本研究では、Kv11.3を欠損したマウス(Kv11.3 KOマウス)を用いて、心臓の虚血再灌流(I/R)という心筋梗塞モデルを再現したところ、
▶️ 死亡率や梗塞サイズが増加
▶️ 心電図で見られるQT間隔の変化が起こらない
▶️ 心拍変動に異常が生じる
といった興味深い結果が得られました。
さらに、Kv11.3チャネルを阻害する化合物(NS-1643)を投与した場合も、同様の心障害が再現されました。
このことから、Kv11.3は神経系を介して心筋をストレスから守る「守護者」的な役割を担っている可能性が示されました。
🔬 当研究室の貢献:構造解析でメカニズムに迫る!
本研究には、当毒性学研究室も参加しています!
おなじみの分子ドッキングや分子動力学シミュレーションなどのin silico構造解析で、Kv11.3チャネルの立体構造や作用メカニズムを評価し、実験データの裏付けを行いました。
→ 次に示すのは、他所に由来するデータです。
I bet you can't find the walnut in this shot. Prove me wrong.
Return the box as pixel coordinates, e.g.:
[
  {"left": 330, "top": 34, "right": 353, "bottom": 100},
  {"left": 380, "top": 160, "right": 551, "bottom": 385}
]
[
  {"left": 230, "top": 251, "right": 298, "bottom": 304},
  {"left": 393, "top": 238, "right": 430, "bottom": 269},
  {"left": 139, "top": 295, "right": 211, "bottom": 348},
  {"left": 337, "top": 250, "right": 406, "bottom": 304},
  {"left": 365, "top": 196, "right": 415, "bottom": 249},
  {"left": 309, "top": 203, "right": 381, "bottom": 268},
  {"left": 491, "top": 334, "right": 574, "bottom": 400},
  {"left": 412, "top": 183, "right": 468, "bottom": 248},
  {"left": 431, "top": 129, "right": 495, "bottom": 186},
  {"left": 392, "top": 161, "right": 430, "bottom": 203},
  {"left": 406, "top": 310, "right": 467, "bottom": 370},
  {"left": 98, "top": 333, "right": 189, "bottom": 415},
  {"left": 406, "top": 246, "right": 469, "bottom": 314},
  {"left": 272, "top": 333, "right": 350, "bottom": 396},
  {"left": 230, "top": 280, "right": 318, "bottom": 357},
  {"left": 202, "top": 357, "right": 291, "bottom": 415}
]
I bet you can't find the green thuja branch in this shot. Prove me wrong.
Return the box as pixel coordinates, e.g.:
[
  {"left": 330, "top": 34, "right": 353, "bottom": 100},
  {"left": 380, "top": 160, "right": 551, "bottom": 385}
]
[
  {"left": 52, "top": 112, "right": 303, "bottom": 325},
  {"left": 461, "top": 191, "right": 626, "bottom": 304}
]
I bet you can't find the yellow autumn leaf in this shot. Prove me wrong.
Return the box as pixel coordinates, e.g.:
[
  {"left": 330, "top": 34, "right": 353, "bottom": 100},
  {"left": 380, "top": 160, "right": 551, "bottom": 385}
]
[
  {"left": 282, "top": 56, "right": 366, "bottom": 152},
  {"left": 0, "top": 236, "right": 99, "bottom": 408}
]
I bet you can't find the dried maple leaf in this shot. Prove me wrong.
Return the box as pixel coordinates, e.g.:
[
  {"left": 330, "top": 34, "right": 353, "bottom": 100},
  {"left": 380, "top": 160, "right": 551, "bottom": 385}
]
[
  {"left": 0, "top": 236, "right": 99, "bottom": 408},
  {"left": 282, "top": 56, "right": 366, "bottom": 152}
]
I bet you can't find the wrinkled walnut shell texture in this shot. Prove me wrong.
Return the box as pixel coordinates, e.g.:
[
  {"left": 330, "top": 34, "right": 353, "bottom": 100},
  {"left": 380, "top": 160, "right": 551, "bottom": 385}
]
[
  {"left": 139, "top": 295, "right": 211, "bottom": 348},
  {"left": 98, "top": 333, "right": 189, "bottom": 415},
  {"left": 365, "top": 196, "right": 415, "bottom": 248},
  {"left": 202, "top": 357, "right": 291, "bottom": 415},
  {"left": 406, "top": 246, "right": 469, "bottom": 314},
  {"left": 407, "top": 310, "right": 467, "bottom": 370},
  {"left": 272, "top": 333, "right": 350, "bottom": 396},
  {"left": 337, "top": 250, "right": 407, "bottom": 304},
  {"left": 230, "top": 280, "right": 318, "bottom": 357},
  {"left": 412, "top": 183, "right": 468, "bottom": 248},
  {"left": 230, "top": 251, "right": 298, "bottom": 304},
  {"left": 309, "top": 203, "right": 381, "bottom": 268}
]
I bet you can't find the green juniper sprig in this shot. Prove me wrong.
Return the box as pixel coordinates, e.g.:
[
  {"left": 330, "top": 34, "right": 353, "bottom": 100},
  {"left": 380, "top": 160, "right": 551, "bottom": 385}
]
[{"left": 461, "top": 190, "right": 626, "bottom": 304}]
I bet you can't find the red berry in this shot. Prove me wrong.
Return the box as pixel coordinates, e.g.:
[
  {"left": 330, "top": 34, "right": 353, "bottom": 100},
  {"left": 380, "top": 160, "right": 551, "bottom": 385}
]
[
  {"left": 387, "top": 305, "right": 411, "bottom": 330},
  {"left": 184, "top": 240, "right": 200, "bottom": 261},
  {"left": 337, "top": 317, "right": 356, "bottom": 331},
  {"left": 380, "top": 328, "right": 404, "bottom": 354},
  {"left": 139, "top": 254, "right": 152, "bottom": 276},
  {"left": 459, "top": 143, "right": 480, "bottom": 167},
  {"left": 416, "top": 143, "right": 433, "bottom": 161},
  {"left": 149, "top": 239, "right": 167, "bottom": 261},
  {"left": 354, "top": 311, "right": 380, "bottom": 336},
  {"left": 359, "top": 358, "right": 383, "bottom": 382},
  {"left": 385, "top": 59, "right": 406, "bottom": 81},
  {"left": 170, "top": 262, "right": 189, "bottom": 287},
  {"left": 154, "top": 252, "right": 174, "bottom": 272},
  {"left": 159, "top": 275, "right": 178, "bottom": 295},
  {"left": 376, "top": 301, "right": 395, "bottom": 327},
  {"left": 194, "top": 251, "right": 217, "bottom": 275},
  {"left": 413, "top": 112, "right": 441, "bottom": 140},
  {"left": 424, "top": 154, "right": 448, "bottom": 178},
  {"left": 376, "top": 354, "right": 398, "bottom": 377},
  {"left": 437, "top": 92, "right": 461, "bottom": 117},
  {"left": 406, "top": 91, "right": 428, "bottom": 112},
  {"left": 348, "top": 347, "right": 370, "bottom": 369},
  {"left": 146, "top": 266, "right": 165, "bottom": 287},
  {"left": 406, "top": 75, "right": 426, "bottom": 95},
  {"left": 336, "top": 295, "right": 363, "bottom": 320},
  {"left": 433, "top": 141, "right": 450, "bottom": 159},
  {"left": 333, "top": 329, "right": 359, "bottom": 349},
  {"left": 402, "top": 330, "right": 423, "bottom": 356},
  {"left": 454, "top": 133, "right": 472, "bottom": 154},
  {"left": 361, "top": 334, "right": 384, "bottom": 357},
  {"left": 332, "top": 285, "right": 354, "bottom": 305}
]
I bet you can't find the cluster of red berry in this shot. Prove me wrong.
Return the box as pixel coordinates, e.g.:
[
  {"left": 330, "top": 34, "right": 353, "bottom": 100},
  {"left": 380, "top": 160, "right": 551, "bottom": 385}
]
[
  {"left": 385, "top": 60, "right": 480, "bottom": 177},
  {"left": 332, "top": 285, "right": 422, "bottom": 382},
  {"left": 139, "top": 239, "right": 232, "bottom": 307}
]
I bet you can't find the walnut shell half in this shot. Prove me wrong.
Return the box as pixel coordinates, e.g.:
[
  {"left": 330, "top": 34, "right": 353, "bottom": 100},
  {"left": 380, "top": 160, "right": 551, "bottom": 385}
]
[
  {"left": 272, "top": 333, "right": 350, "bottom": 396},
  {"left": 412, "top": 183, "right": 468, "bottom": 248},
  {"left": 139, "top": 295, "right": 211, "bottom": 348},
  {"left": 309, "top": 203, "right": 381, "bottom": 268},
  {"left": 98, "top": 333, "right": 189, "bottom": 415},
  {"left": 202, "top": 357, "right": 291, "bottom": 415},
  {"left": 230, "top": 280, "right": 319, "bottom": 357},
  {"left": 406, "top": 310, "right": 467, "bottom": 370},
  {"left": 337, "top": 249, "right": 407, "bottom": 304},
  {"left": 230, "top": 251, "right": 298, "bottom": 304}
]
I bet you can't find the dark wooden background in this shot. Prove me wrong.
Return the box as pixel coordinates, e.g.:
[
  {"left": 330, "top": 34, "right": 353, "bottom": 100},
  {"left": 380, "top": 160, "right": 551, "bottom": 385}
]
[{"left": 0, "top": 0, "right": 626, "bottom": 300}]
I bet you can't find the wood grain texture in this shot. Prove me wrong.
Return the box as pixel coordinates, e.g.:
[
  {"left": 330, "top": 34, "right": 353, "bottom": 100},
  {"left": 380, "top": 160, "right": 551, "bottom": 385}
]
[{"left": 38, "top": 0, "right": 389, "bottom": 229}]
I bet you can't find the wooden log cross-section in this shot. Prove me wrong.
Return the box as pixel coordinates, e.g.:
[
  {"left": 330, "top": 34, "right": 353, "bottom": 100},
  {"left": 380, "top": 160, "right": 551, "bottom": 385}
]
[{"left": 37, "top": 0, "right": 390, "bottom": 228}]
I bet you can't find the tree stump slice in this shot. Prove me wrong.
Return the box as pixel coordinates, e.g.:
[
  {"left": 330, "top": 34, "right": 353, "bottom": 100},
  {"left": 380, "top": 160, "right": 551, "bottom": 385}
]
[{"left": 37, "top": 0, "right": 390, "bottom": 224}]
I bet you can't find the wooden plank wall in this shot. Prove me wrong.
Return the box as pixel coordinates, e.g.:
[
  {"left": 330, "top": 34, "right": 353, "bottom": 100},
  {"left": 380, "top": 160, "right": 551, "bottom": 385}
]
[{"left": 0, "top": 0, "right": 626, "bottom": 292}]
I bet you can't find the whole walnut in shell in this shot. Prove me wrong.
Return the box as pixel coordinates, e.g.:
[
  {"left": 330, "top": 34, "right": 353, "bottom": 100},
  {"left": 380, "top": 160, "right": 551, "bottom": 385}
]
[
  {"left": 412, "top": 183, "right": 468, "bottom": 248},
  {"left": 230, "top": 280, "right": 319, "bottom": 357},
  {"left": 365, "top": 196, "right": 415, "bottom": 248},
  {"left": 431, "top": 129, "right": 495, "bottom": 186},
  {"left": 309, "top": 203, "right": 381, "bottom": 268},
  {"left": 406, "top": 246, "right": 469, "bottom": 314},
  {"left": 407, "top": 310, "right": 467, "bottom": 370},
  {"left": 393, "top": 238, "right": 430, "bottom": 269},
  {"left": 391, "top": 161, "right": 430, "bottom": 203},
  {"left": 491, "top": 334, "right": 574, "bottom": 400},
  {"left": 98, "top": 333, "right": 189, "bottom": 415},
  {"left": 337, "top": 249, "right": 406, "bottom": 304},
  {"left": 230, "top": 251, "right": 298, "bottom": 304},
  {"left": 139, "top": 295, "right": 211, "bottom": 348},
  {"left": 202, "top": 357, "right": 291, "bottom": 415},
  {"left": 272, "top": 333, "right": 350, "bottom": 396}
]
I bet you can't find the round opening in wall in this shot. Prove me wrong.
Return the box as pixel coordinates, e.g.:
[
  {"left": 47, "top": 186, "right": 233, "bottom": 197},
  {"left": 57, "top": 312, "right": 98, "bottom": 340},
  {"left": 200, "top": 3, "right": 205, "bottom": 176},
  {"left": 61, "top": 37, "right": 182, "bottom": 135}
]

この実験動物学研究室佐々木先生との共著論文、実は当研究室の構造科学的アプローチが本学の他研究室のウェット実験と融合した初の論文で非常に感慨深いです👏✨
🔭 今後に向けて
Kv11.3のように、神経と心臓の連携を担う新たな分子メカニズムの解明は、将来的な獣医療やヒトの心疾患研究にも大きく貢献すると期待されます。
これからも当研究室は「構造科学×獣医毒性学」で獣医学研究のフロンティアを切り拓いていきます!